Une feuille de route pour gérer le SOPK avec des médicaments

Points clés à retenir

  • Les pilules contraceptives peuvent aider à réguler les règles et à réduire le risque de cancer de l’endomètre chez les femmes atteintes du SOPK.
  • Des médicaments comme le létrozole et le citrate de clomifène sont utilisés pour aider les femmes atteintes du SOPK à tomber enceinte en induisant l’ovulation.

Le syndrome des ovaires polykystiques (SOPK) est une affection courante qui peut entraîner des symptômes frustrants tels que des règles irrégulières, l’infertilité et la résistance à l’insuline. Heureusement, même s’il n’existe pas de remède, divers médicaments peuvent gérer efficacement ces symptômes, aidant ainsi les femmes à mener une vie plus saine et plus confortable.

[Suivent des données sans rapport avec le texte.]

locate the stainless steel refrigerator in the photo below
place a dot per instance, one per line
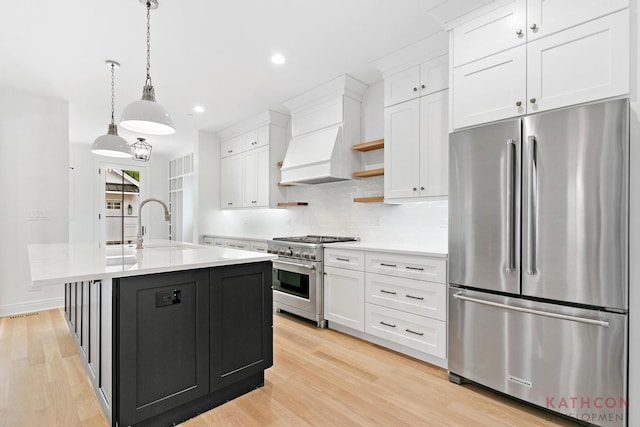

Comment gérer les règles irrégulières avec le SOPK

Le SOPK est marqué par des anomalies hormonales qui peuvent entraîner des règles peu fréquentes, appelées oligoménorrhée, ou des règles absentes, appelées aménorrhée.

Certains traitements médicamenteux peuvent réguler les hormones afin de rétablir un cycle menstruel normal.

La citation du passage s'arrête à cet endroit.